There are four models discussed with regards to developing policies Weber and Durkheims decisionist model, technocratic model, red boob decisionist model and the co-dynamic model

In Webers decisionist model, it focuses on values and interests as primary means in making policy decisions. His model signifies that policy makers chooses the ends by adopting political values and interests significant in the policy decisions. However, there is another player involved in finalizing policy decisions and that is a group of advisors and officials focusing on understanding technical knowledge and judgements. This indicates that while policy makers determines the end goal of policies, there is another group of experts that studies the facts related to political choices in order to determine the means in achieving the goals. With this pattern, policy decisions are developed and made. A criticism of this policy, however, is the positivist and a technocratic perspective wherein it argues that policy makers cannot choose the ends without first knowing the facts because policy makers may be ignorant of the risks and benefits needed to be assessed and managed.

The second model is the technocratic model, which is based only on sound science. This model indicates that policy making is a science. In making policies, scientific considerations are an important factor, as well as, expert advices that bases decisions on grounded knowledge and scientific facts. Uncertainties are rejected in making policy decisions. This indicates that only through science can policies be justified and created in order to become effective. Criticisms of this model includes science being incomplete, equivocal and uncertain. Science is always changing as there are many discoveries and new information and knowledge that comes up as the years go by. Also, science is not entirely grounded and unified as there are different scientific explanations that may contradict each other. With this, it creates uncertainties even through facts.

The red boob decisionist model explains that science is a tool that assesses risks, values, interests and practicalities is used in risk management and social science is needed in communicating the risks. With this, the original decisionist model that focuses on values and interests has been developed to include science and social science in assessing, managing and communicating the risks that creating policies face.

The final model is the co-dynamic model, which explains that there are reciprocal links between science and policy. This means that science and policy have a relationship wherein policies use science and science uses policies in order to be effective and efficient. Also, this model indicates that one aspect, which is science, cannot define the entirety of the policy making decisions. Socio-economic, political and technical factors should be considered in assessing and managing risks involved in policy decisions.

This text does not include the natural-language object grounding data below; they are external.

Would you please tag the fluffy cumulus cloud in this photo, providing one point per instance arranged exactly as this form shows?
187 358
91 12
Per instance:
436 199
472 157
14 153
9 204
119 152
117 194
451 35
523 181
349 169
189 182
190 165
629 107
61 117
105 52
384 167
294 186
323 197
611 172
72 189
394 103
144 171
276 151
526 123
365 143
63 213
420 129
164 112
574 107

Of the four models presented, I like the co-dynamic model the best since it indicates that policy decisions need to consider not only science but other aspects of the social sphere, such as technical, political and socio-economic. Science cannot be the sole basis of policy decisions, whether assessing risks in defining means to reach the end goal of the policy. It is important to look into other facets or aspects of the social and political sphere in order to make a well-rounded decision. I believe that this model will result to a well-informed decision as it takes into account the associations and relationships, impacts and influences between socio-economic, political and technical factors. I agree with the circular perspective that the model gives indicating that decisions are to be made when all aspects have been researched and analyzed.